DU PERRON, dü pā´´rēn´ (DUPERRON), JACQUES DAVY: French cardinal and author; b. near Bern Nov. 25, 1556; d. at Batignolles (now part of Paris) Sept. 5, 1618. He was the son of Reformed parents, and received a careful education from his father. Presented at the French court at an early age, he gained the favor of Henry III., and in his twenty-fifth year took orders in the Roman Catholic Church. He was an important factor in the conversion of Henry IV., who appointed him Bishop of Evreux in 1591, and it was he who, together with Cardinal d’Ossat, sought and obtained absolution for the king at Rome in 1595. At this same time the pope consecrated him to his bishopric, and he thereupon devoted himself to the conversion of the Reformed. In 1604 Du Perron became cardinal, and two years later was made Grand Almoner of France and archbishop of Sens. In 1604 he was invited by Clement VIII. to take part in the conferences of the Congregatio de auxiliis on Molinism, and he also labored for the reconciliation of the pope and the republic of Venice. He became still more prominent at the Synod of Paris in 1612, which condemned the De ecclesiastica et politica potestate of Edmond Richer, and at the assembly of the Estates at Paris in 1614-15, where he vainly sought to secure the acceptance of the canons and decrees of the Council of Trent.
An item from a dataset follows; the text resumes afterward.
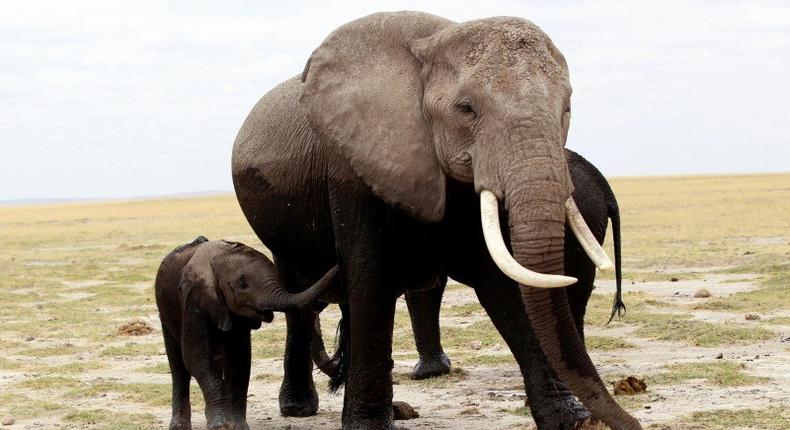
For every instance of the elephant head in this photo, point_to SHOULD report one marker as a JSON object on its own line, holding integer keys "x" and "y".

His writings were published at Paris in 1620-22 in three folio volumes, the first containing his Traité sur l’eucharistie, directed primarily against Du Plessis-Mornay; the second comprising his controversy with James I. of England, who had asserted that the Anglican Church formed part of the Church Catholic; and the third including briefer controversial works and the articles drawn up for the conversion of the sister of Henry IV.

(C. PFENDER.)


BIBLIGRAPHY: P. Feret, Le Cardinal Du Perron, Paris, 1877; Perroniana, Geneva, 1667.